Given a short exact sequence of sheaves on $X$:
$0 \rightarrow \mathcal{A} \rightarrow \mathcal{B} \rightarrow \mathcal{C} \rightarrow 0$
Then there is an induced exact sequence on the left on global sections:
$0 \rightarrow \mathcal{A}(X) \rightarrow \mathcal{B}(X) \rightarrow \mathcal{C}(X)$
I'm studying on Bredon's book, and there the proof of this statement is said to be trivial because "look at stalks". But to me is not so trivial, because with stalks one loses all the global information about a sheaf.
So, why is this true?
This is usually the last part of the sequence which is not exact but the left part is exact and this is not so hard since it essentially involve injectivity.

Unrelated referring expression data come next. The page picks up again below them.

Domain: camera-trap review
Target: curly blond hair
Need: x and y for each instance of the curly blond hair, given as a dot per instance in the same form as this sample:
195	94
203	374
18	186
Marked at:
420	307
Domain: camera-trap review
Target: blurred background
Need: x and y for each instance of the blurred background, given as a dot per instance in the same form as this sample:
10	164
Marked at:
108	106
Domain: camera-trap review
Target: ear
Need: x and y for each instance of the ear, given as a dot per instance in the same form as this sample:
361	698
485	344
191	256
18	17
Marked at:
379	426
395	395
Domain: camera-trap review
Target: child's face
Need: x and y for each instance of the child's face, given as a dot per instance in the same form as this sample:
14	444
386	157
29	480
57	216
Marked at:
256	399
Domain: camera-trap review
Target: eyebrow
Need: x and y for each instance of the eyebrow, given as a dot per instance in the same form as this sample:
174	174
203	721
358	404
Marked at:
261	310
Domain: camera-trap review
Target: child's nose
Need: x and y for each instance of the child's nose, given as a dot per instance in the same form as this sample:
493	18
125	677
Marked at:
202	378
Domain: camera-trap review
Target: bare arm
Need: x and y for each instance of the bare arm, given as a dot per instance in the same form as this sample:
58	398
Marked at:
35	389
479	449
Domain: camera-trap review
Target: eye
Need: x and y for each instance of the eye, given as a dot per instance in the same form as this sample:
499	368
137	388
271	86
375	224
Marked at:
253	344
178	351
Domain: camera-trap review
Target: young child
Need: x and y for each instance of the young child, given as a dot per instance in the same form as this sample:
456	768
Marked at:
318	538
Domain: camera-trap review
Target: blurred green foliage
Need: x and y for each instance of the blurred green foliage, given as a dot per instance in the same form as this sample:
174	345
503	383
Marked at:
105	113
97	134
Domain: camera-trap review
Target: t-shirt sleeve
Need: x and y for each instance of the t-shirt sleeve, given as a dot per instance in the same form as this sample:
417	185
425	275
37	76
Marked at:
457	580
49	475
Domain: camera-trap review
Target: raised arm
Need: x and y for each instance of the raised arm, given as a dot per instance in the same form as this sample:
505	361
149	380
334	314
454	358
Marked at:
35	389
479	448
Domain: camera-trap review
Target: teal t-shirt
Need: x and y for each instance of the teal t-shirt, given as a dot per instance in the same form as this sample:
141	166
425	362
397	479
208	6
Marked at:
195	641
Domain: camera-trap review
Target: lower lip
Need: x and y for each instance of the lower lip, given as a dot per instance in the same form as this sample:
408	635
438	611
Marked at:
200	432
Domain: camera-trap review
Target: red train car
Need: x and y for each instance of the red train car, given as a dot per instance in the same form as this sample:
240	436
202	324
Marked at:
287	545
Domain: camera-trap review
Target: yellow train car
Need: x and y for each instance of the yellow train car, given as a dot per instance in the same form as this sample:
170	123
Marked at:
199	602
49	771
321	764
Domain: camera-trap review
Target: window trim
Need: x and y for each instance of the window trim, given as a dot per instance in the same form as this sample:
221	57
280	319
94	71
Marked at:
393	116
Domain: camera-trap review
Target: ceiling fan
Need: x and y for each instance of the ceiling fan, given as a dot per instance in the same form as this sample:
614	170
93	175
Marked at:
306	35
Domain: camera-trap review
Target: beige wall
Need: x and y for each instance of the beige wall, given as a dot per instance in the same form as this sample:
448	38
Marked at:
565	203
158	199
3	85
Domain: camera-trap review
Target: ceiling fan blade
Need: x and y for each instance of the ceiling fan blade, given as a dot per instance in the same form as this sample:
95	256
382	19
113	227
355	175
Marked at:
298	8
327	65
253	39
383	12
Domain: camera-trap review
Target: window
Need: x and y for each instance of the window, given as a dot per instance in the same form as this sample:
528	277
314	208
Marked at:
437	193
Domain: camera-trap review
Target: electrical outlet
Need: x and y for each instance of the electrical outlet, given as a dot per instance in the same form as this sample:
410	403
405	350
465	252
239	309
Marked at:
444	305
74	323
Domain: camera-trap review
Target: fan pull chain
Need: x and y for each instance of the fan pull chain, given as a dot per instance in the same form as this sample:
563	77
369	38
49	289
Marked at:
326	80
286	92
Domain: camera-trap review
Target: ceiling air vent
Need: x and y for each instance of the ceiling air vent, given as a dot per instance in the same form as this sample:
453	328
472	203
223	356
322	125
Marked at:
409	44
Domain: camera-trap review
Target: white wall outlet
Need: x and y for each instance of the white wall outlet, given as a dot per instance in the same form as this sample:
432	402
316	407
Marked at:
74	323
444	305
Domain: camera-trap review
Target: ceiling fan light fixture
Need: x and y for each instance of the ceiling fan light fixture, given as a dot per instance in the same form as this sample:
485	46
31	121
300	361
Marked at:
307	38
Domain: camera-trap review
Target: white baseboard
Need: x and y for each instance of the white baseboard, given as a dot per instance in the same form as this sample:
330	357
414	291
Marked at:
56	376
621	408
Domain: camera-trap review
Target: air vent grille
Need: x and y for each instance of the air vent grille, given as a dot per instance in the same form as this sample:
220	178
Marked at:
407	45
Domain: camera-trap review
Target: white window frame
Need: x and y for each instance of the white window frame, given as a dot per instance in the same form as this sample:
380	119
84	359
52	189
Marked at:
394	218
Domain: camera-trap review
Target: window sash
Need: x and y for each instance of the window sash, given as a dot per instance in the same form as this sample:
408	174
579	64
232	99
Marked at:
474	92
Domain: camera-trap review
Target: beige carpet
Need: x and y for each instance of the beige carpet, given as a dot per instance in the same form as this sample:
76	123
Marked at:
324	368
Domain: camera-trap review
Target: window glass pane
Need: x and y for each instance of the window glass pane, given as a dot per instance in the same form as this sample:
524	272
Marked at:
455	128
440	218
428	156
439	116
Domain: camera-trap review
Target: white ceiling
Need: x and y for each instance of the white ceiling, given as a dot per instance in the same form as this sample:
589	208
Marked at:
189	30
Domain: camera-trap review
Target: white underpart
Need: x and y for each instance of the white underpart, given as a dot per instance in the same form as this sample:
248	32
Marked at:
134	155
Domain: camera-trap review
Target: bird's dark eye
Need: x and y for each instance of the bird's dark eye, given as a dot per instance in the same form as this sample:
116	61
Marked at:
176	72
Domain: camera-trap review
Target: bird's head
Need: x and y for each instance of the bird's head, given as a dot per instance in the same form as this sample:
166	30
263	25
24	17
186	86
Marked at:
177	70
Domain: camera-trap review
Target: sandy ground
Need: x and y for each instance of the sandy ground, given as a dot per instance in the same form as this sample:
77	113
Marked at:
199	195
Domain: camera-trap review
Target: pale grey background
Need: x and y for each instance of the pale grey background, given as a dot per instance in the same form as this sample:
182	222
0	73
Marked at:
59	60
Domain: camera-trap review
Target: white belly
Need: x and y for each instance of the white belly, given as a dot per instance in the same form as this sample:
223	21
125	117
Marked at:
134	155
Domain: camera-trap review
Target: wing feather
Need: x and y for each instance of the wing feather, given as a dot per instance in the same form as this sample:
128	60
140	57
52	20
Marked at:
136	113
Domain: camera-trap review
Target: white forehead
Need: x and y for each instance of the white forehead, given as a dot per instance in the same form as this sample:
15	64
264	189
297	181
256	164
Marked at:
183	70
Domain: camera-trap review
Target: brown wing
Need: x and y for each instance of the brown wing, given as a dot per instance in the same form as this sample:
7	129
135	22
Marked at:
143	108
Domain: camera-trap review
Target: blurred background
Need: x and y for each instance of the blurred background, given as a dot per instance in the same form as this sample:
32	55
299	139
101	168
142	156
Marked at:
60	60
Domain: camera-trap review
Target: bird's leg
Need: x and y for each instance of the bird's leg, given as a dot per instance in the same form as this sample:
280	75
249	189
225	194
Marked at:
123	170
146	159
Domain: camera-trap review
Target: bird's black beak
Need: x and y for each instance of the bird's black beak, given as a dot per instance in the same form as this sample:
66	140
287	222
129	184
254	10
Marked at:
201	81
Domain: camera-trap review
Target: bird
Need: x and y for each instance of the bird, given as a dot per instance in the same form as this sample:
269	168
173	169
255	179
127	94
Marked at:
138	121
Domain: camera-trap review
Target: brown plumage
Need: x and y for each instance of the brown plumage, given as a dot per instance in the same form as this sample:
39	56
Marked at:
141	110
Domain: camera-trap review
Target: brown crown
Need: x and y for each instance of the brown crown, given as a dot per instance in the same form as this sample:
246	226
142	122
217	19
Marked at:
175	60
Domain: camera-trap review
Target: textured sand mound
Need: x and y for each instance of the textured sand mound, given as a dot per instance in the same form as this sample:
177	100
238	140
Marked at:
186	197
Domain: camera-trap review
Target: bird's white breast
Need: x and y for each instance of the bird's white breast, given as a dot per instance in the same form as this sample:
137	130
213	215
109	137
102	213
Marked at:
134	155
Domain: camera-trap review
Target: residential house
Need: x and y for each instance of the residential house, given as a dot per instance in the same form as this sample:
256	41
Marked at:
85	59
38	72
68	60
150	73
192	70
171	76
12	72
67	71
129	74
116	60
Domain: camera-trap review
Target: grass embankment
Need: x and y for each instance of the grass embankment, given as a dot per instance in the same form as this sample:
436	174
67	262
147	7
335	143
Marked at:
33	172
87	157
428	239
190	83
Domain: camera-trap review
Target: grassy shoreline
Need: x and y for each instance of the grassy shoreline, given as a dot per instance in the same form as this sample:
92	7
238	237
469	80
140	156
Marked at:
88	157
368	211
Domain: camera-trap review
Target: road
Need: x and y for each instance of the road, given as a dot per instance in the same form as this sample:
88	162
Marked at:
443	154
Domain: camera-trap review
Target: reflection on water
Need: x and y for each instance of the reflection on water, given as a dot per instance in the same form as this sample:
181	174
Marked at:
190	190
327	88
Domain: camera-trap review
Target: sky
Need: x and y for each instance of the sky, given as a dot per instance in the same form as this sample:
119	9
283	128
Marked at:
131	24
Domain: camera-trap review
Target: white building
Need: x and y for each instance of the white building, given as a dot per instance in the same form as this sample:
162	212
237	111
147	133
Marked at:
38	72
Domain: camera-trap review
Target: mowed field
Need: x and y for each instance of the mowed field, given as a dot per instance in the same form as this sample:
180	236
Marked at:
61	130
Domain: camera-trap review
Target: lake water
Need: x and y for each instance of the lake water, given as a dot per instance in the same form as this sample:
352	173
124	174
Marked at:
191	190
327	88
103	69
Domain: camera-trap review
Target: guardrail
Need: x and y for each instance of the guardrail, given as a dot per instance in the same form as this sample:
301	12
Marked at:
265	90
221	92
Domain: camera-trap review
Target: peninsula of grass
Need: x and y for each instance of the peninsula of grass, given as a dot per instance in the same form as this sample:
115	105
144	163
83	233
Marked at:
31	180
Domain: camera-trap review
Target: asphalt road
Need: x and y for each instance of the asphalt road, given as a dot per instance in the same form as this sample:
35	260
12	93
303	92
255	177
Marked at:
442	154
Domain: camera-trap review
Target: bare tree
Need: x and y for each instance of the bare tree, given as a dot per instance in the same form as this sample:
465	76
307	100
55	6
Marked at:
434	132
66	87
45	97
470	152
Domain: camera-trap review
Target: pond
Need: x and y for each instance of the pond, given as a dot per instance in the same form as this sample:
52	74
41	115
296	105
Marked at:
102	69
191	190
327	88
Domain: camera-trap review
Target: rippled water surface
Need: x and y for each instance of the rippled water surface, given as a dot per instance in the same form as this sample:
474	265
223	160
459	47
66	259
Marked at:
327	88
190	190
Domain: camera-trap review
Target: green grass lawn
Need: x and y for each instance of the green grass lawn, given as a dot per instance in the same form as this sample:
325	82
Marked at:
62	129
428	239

For example, assume that $\phi : F \to G$ is a morphism of sheaf, then $\phi_U$ is injective for all $U$ if and only if $\phi_p$ is injective for all $p$.
One implication is clear, and if $s \in F(U)$ and $\phi_U(s) = 0$, then $\phi_p(s_p) = 0 = \phi_U(s)_p$ so it follows by injectivity of $\phi_p$ that $\phi_U(s)$ has all stalk zero, i.e that it's the zero section and $\phi_U$ is indeed injective.
Same kind of argument will give you the exactitude of this sequence. Again the only tricky part is the surjectivity.